Biraz araştırınca Haşim Kılıç’dan sonra bu seferde normalde bir Kilise Papazı esemesinde olan Fener Rum Patriğinin de, ABD Büyükelçisi ve ABD’nin İstanbul Başkonsolosu ile, 20 Ekim -6 Kasım 2009 tarihleri arasında ABD’ye yapacağı ziyaretten beş gün önce, yani 15 Ekim 2009 da akşam yemeğinde beraber olduğu ve bu yemekte, Tayyip Erdoğan, Deniz Baykal ve Fethullah Gülen hakkında görüş beyan ettiğini gördük.
Patrik yemekte, Tayyip Erdoğan’ı överek, Türkiye’de yaşayan azınlıklar için AKP yönetimin büyük bir fırsat olduğunu, vakıf mallarının geri aldıklarını, bu arada Baykal’a karşı olumsuz duygularını dile getirerek, Şişli Belediye Başkanı Mustafa Sarıgül’ü muhalefet partisi lideri olarak Deniz Baykal’a tercih ettiğini, Sarıgül’ün Baykal’ın düşmanı (!) olduğunu belirttikten sonra kendi rızasıyla sürgün hayatı yaşayan Fethullah Gülen hakkında da iyi niyetini ortaya koyarak, onun okulları hakkında övücü sözler söylemiştir
Ayrıca, Tayyip Erdoğan’dan iyisi olmadığı şeklinde özetlenen, Tayyip Erdoğan’ı Türkiye’deki diğer tüm siyasilere tercih ettiğini, Ermeni ve Kürt açılımı yaptığını, en kısa zamanda da Rum Ortodoks azınlık içinde Erdoğan’ın garantisi ile Heybeli Ada Ruhban Okulu’nun açılmasını beklediğini (Anayasamıza göre özel askeri ve din eğitimi veren okullar açılamayacağı bilinirken) belirterek, Vakıflar Genel Müdürlüğü’nün evvelce kamulaştırılan 821 gayrimenkulü kendilerine iade edeceğini, son yıllarda bağış kabul edebildiklerini söyleyerek Erdoğan’a olan sevgisini dile getirmiştir.
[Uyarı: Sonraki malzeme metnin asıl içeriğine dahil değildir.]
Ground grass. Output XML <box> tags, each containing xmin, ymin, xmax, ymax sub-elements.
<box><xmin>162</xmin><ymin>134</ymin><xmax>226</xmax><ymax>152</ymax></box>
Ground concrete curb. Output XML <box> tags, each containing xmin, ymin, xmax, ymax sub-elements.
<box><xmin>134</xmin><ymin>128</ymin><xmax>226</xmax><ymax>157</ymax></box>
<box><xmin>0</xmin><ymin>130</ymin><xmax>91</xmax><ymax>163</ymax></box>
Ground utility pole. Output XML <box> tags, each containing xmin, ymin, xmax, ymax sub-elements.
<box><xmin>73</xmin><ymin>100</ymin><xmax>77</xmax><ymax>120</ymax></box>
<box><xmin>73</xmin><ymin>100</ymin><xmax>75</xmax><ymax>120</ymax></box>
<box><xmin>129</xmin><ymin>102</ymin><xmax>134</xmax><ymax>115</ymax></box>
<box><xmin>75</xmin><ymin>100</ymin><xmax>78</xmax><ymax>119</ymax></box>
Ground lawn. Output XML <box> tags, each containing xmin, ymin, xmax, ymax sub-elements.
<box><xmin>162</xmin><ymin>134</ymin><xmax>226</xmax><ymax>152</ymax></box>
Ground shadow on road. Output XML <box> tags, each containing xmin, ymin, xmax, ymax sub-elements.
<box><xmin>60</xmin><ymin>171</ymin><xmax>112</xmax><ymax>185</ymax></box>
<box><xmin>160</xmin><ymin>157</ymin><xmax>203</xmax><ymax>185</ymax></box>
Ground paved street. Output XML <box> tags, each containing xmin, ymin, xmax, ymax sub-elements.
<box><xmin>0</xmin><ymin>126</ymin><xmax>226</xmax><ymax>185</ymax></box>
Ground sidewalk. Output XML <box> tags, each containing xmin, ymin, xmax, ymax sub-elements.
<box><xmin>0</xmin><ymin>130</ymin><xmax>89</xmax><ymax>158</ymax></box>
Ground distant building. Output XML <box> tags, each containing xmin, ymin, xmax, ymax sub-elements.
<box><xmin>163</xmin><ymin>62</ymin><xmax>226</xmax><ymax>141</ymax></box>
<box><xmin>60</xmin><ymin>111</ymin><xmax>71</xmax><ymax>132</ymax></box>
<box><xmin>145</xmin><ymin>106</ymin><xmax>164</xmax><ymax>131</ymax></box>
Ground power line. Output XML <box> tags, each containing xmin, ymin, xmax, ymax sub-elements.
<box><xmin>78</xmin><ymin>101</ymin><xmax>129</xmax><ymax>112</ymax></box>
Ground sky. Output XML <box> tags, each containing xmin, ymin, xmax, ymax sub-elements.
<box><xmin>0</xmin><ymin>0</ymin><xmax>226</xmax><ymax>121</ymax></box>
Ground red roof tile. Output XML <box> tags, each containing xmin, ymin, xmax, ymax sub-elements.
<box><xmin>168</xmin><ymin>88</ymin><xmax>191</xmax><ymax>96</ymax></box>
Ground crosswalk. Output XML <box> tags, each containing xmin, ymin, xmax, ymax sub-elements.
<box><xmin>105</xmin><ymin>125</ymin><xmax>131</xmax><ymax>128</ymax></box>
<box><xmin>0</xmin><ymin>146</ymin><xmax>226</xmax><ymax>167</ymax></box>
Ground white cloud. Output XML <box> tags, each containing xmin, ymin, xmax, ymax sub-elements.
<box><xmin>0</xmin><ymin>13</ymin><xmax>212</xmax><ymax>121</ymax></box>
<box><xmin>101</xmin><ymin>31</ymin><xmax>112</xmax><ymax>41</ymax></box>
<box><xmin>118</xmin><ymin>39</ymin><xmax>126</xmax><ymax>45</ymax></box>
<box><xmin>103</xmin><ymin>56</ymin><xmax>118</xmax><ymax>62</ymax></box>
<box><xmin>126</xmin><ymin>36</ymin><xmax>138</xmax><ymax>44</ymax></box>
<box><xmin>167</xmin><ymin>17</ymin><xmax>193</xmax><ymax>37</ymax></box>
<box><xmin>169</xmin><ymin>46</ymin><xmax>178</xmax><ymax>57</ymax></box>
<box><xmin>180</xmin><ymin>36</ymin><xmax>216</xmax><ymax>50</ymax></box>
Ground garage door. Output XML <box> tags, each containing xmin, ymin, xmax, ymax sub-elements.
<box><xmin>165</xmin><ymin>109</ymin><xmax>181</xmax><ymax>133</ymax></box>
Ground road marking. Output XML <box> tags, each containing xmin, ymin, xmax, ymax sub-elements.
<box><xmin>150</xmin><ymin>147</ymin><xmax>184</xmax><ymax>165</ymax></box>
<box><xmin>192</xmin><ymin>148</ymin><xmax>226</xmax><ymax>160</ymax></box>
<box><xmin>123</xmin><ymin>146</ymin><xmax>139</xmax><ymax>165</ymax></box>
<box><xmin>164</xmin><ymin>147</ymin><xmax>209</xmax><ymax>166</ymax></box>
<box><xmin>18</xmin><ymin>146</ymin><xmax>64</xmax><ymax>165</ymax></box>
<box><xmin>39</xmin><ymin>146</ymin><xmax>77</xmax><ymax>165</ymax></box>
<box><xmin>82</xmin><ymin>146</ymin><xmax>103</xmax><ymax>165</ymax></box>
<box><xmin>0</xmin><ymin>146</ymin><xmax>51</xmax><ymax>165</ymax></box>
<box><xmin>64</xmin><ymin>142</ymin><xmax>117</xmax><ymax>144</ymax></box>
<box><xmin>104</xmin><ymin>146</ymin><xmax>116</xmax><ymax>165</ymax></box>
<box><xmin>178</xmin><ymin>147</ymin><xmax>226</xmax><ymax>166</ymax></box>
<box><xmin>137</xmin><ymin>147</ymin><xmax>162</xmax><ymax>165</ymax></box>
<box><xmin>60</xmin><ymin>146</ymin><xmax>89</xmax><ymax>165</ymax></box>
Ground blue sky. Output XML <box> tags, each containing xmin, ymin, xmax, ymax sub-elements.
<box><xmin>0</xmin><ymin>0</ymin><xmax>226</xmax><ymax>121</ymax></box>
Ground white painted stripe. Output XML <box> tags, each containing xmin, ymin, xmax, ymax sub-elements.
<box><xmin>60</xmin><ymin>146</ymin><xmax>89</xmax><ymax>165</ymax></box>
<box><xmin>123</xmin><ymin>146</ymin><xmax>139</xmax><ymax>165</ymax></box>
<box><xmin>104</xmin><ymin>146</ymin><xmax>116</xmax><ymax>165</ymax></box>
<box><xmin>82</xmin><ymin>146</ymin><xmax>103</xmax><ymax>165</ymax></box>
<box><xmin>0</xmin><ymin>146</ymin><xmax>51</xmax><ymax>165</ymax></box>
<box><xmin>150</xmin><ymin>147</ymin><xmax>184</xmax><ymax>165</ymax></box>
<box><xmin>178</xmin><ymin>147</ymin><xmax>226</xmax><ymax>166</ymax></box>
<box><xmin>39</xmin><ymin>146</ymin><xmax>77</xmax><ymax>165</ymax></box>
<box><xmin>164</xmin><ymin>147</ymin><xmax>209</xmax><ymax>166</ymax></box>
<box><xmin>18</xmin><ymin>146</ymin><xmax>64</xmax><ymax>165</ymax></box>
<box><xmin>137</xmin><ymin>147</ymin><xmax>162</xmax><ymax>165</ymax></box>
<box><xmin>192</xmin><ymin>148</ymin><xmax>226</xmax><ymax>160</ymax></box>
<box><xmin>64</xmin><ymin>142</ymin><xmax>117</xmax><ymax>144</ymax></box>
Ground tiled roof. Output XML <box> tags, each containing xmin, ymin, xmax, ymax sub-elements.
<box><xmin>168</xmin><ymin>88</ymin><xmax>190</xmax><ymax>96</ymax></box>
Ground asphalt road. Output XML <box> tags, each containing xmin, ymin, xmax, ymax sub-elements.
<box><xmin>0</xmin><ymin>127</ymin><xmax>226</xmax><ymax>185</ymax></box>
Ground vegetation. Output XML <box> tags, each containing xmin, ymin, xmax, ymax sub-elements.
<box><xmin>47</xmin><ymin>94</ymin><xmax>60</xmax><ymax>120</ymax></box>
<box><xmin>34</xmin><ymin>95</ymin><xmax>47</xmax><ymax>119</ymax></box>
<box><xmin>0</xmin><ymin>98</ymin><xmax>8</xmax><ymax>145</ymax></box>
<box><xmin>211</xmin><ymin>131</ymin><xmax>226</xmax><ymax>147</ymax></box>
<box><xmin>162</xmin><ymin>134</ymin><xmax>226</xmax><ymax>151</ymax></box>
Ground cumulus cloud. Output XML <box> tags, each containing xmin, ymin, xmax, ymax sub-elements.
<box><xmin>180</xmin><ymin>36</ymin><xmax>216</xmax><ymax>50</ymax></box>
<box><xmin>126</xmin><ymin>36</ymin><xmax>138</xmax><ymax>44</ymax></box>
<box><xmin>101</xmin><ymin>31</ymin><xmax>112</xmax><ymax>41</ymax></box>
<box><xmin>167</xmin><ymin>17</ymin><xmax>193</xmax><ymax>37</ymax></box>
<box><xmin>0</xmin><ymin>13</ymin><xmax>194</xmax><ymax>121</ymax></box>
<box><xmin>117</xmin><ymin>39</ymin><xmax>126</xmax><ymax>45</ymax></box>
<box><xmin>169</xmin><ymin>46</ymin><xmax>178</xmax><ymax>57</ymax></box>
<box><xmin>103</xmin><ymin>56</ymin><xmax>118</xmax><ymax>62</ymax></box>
Eşit ve saygın Türk vatandaşları olan Ortodoks Hıristiyan Cemaati, Lozan Antlaşmasının görüşmeleri sırasında, Müttefiklerin temsilcileri ve Yunan Temsilci Heyeti’nin, Patrikhane’nin siyasi ve idari yetkilerden tamamen soyutlanarak salt dini yetkilerle sınırlandırılmasını Konferans önünde kabul ettiklerini de göz önüne alarak, kendi kiliselerine bir çeki düzen vermeleri gerektiği kanısındayım.
Laik Türkiye Cumhuriyeti, Kurtuluş Savaş’ımızdan bu yana Türk Devletini destekleyen diğer bir Ortodoks Türk Kilisesi’ni sırf dine ve Rum Ortodoks vatandaşlarımıza duyduğu saygıdan ve Ortodokslar arasında dini ihtilaflara neden olabilir endişesiyle tutmamıştır
Devlet bu kadar hassas ve yansız davranırken, Kilise Papazı’nın günlük politikalara, haddini de aşar şekilde karışması, isabetsiz, yakışıksız ve yersiz olmuştur.